Army takes legal action against newspaper

New York, September 4, 2001—The Committee to Protect Journalists (CPJ) today expressed its deep concern about the Lebanese army’s recent lawsuit against two journalists working with the leading Lebanese daily newspaper Al-Nahar.

On August 31, Al-Nahar was informed that the army had taken legal action against Joseph Nasr, the paper’s editor, and Raffi Madian, an opposition political figure who had contributed an article to the paper’s August 9 edition arguing against compulsory military service in Lebanon. The piece called for Lebanon to adopt a professional army and discussed the hardships of conscription.

The two men were accused of defaming the army, but it is uncertain what penalties they face. According to a source at Al-Nahar, the case, which is set for October 13, will be tried in a Lebanese press court.

“Nasr and Madian are being unjustly prosecuted for their journalistic work,” said CPJ executive director Ann Cooper. “Unwarranted lawsuits such as these—particularly brought by the military—can only have a chilling effect on the media. The army should withdraw this suit immediately.”

Military cracks down on press
The case against Al-Nahar comes just one week after the army issued a separate lawsuit on August 24 against the Paris-based weekly Al-Watan Al-Arabi. The magazine published an article alleging that members of the Syrian armed forces, which have about 20,000 troops stationed in Lebanon, disguised themselves by wearing Lebanese army uniforms.

The lawsuit followed a series of large-scale arrests of Christians who oppose Syria’s military presence in Lebanon. About 250 individuals were detained in August alone.

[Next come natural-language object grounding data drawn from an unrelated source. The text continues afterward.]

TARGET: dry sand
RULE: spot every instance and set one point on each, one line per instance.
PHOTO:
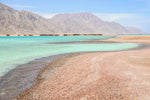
(123, 75)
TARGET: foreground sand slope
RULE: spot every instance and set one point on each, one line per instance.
(123, 75)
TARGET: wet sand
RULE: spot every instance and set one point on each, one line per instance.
(122, 75)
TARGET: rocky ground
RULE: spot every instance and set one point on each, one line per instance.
(123, 75)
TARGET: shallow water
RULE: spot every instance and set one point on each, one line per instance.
(19, 50)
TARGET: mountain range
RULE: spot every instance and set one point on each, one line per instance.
(22, 22)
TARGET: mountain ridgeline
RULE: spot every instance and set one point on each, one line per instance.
(22, 22)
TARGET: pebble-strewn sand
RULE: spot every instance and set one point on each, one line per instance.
(123, 75)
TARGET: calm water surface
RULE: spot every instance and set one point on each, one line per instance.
(20, 50)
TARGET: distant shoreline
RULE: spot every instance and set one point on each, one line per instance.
(62, 61)
(42, 62)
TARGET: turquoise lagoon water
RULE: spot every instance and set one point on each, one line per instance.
(20, 50)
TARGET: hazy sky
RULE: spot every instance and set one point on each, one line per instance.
(126, 12)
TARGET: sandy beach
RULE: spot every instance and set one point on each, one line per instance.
(122, 75)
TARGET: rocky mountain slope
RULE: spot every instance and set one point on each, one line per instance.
(15, 22)
(22, 22)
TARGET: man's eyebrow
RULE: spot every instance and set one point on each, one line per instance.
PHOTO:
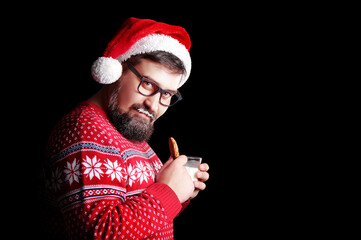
(147, 77)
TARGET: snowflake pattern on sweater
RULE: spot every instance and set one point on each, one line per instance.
(104, 185)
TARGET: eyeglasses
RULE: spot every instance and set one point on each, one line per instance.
(149, 88)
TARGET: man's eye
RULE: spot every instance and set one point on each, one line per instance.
(167, 95)
(148, 85)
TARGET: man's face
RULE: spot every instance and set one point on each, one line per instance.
(132, 113)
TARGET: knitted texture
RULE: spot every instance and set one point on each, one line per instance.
(102, 185)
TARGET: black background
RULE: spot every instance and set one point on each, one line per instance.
(240, 110)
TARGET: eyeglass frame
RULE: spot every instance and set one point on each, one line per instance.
(161, 90)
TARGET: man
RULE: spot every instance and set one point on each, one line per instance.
(104, 180)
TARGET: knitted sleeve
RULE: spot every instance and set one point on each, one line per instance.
(90, 184)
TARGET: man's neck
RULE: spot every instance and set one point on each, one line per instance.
(99, 98)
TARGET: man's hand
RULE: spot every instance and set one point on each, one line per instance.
(175, 175)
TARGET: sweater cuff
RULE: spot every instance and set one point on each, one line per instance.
(167, 197)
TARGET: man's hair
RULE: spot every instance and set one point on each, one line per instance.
(167, 59)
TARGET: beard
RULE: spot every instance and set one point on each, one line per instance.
(133, 128)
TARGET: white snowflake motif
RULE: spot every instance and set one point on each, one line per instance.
(72, 171)
(132, 173)
(92, 167)
(115, 170)
(56, 180)
(144, 172)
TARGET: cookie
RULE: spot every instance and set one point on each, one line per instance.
(173, 148)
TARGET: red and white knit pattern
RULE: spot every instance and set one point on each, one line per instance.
(104, 185)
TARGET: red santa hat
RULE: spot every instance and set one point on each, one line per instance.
(137, 36)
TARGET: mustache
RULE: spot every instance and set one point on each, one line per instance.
(144, 109)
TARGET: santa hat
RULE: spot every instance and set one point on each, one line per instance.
(137, 36)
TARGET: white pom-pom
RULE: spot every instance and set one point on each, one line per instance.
(106, 70)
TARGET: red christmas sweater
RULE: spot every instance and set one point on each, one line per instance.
(102, 186)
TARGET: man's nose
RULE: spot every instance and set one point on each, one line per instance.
(152, 102)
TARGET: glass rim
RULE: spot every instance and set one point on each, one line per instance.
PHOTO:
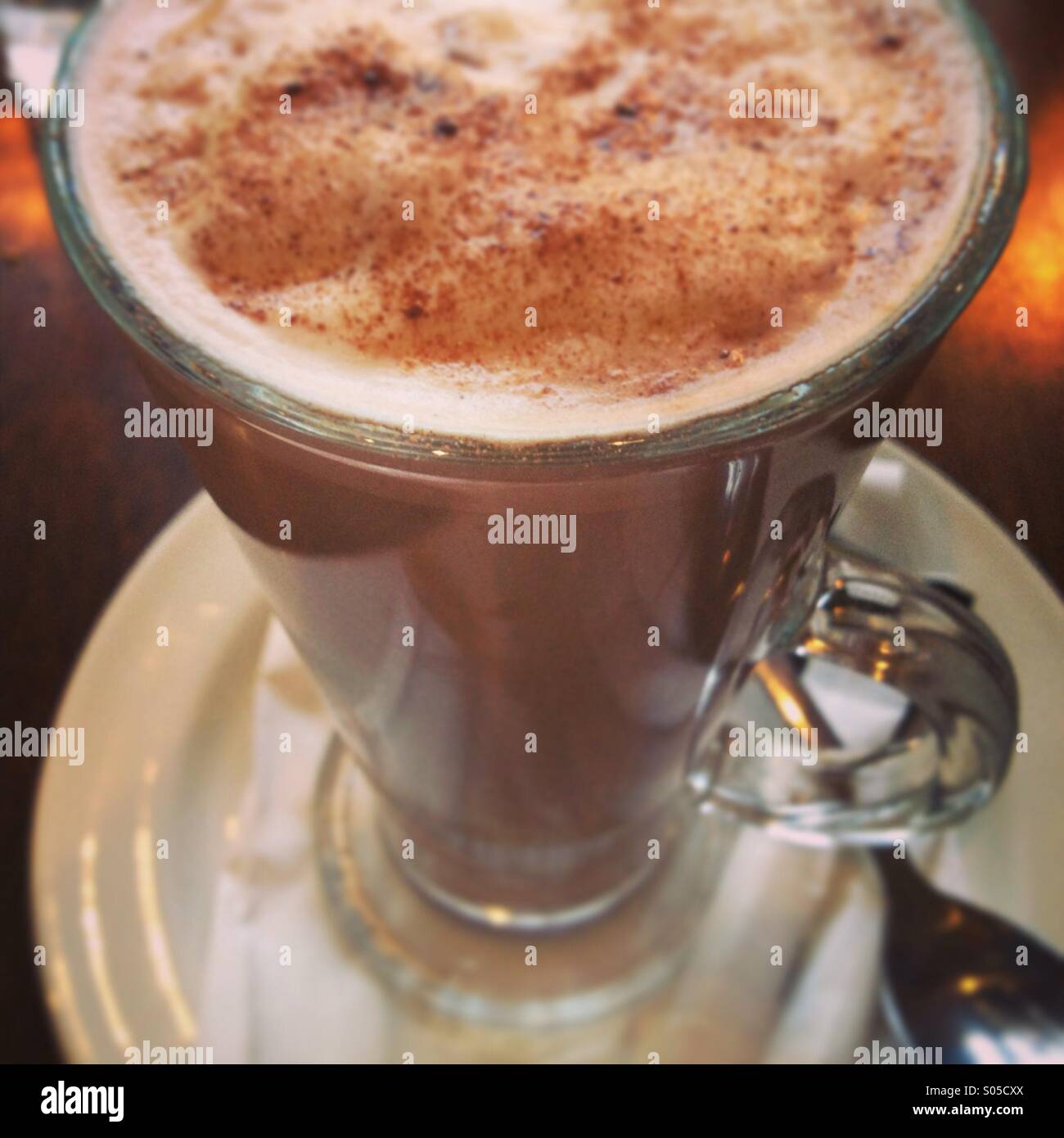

CPJ also remains troubled that journalists Antoine Bassil and Habib Younes, who were arrested in mid-August and charged with having illegal contact with Israeli officials, may have been detained because of their work

Lebanon considers itself to be at war with Israel and bans any dealing with the Jewish state. The charge carries a minimum prison sentence of 15 years, and possibly the death penalty. CPJ published an alert about the case on August 21 [See August 21 news alert].